Autograd leads to memory leak during training

Kai_Zhang · April 3, 2021, 8:07am

Hi, I have a very simple script shown below. However, it seems to be causing memory leak, as every iteration increases the reserved GPU memory by 2MB until no memory is available and it crashes. I’m not sure what is happening here… Any help is appreciated. Big thanks in advance!
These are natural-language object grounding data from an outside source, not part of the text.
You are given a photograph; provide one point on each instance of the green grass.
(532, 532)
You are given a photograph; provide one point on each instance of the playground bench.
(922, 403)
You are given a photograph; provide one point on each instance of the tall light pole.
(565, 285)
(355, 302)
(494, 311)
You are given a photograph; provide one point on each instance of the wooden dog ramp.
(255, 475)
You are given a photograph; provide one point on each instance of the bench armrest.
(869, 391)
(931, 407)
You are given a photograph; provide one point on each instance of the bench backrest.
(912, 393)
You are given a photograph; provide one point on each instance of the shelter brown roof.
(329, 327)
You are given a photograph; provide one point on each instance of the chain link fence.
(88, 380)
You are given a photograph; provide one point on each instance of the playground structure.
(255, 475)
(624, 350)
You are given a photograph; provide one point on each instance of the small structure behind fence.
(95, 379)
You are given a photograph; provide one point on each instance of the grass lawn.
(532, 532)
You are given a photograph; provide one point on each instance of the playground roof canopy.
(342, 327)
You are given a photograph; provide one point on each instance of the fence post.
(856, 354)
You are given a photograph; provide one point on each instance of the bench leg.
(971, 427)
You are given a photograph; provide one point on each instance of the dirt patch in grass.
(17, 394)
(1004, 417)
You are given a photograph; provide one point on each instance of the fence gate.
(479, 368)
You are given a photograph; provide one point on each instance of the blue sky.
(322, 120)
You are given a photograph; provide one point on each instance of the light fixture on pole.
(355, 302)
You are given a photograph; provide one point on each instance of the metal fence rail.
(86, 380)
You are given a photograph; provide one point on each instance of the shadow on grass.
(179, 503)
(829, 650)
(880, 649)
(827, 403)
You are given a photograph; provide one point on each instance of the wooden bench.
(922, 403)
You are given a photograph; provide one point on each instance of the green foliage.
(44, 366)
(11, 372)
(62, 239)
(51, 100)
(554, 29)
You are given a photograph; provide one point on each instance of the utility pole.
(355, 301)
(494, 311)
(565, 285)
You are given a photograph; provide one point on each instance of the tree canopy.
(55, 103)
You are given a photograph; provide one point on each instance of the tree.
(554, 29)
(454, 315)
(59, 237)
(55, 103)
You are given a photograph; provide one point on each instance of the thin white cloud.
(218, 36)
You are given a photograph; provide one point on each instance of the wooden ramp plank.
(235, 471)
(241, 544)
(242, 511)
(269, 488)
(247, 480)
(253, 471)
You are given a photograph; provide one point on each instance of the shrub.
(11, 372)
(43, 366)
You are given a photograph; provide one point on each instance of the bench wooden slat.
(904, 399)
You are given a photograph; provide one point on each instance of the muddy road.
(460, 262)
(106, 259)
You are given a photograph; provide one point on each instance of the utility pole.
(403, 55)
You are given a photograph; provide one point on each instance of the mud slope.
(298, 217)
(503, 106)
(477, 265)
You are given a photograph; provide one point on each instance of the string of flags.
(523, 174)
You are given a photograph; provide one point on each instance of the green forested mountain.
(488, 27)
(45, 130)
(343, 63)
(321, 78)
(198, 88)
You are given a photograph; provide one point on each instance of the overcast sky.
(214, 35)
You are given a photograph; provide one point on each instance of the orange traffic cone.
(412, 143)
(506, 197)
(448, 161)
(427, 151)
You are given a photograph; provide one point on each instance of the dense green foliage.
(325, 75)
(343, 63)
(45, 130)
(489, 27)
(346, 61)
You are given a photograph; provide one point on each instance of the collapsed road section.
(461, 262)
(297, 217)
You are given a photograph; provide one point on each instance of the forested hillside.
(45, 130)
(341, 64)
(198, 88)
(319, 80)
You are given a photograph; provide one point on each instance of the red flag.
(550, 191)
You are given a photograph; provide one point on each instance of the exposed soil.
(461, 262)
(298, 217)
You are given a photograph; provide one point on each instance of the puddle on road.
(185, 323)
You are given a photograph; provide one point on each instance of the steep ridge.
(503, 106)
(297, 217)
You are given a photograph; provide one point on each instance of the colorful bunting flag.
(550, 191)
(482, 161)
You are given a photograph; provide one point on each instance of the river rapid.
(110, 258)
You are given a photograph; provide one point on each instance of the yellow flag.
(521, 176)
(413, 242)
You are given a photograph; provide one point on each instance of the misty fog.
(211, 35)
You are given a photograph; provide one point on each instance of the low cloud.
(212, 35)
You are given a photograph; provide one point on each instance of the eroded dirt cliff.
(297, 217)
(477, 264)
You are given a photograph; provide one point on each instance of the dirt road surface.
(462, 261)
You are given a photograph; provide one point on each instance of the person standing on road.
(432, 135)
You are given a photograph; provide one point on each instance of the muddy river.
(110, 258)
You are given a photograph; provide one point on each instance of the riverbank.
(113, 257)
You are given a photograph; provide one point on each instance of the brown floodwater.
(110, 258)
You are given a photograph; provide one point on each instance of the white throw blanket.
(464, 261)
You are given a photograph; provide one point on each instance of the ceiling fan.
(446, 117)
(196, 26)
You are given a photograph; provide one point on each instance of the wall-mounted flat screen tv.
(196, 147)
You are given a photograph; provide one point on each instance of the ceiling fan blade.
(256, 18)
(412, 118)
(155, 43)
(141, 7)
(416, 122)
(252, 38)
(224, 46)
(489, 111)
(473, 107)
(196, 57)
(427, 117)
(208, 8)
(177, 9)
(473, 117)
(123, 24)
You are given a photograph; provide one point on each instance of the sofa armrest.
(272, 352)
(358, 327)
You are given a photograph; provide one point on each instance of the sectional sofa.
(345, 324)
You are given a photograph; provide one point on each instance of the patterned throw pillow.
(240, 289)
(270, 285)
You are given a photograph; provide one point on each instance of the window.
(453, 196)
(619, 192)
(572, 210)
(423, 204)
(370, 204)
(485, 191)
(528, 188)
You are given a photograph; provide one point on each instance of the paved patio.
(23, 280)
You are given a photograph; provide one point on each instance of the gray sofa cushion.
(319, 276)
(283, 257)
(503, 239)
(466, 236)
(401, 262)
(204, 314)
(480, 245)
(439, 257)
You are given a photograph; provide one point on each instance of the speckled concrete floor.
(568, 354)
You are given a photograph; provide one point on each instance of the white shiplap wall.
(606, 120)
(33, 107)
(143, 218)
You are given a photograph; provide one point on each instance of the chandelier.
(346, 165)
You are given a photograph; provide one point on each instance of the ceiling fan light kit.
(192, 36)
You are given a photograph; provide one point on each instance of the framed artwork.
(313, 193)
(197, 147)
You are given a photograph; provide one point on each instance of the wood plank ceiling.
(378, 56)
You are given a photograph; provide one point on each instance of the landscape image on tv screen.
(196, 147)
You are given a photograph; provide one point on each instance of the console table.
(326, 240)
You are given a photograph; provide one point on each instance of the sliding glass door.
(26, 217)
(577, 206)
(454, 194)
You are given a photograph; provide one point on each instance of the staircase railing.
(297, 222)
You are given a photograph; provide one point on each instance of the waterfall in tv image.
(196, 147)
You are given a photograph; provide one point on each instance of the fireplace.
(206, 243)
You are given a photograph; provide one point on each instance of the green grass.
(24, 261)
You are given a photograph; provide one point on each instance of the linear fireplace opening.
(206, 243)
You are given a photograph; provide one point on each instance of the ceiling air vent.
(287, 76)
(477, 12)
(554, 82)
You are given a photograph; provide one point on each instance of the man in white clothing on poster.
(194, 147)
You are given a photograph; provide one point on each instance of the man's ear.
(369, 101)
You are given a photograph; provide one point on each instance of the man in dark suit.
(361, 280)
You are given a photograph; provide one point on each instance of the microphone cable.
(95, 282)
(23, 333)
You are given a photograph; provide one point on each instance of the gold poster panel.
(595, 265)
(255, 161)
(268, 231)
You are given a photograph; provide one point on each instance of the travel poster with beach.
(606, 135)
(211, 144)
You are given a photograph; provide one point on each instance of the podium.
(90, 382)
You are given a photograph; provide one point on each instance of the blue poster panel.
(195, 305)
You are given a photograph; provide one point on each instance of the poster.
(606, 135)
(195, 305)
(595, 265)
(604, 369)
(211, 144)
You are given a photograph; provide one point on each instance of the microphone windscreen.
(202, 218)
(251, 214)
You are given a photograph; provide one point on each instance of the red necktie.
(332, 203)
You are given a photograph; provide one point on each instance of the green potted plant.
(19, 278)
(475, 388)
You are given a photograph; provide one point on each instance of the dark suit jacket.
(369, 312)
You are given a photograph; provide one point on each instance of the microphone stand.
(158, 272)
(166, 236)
Btw, I’m using Pytorch 1.7.0.

import torch
torch.autograd.set_detect_anomaly(True)
import torch.nn as nn
import torch.nn.functional as F
import numpy as np

class DenseLayer(nn.Linear):
    def __init__(self, in_dim: int, out_dim: int, activation: str = "relu", *args, **kwargs) -> None:
        self.activation = activation
        super().__init__(in_dim, out_dim, *args, **kwargs)

    def reset_parameters(self) -> None:
        torch.nn.init.xavier_uniform_(self.weight, gain=torch.nn.init.calculate_gain(self.activation))
        if self.bias is not None:
            torch.nn.init.zeros_(self.bias)

class Geometry(nn.Module):
    def __init__(self, D, W, input_ch, skips):
        super().__init__()
        self.D = D
        self.W = W
        self.input_ch = input_ch
        self.skips = skips

        self.pts_linears = nn.ModuleList(
            [DenseLayer(input_ch, W, activation="relu")] + [DenseLayer(W, W, activation="relu") if i not in self.skips else DenseLayer(W + input_ch, W, activation="relu") for i in range(D-1)])
        self.outputs_linear = DenseLayer(W, 1+W, activation="linear")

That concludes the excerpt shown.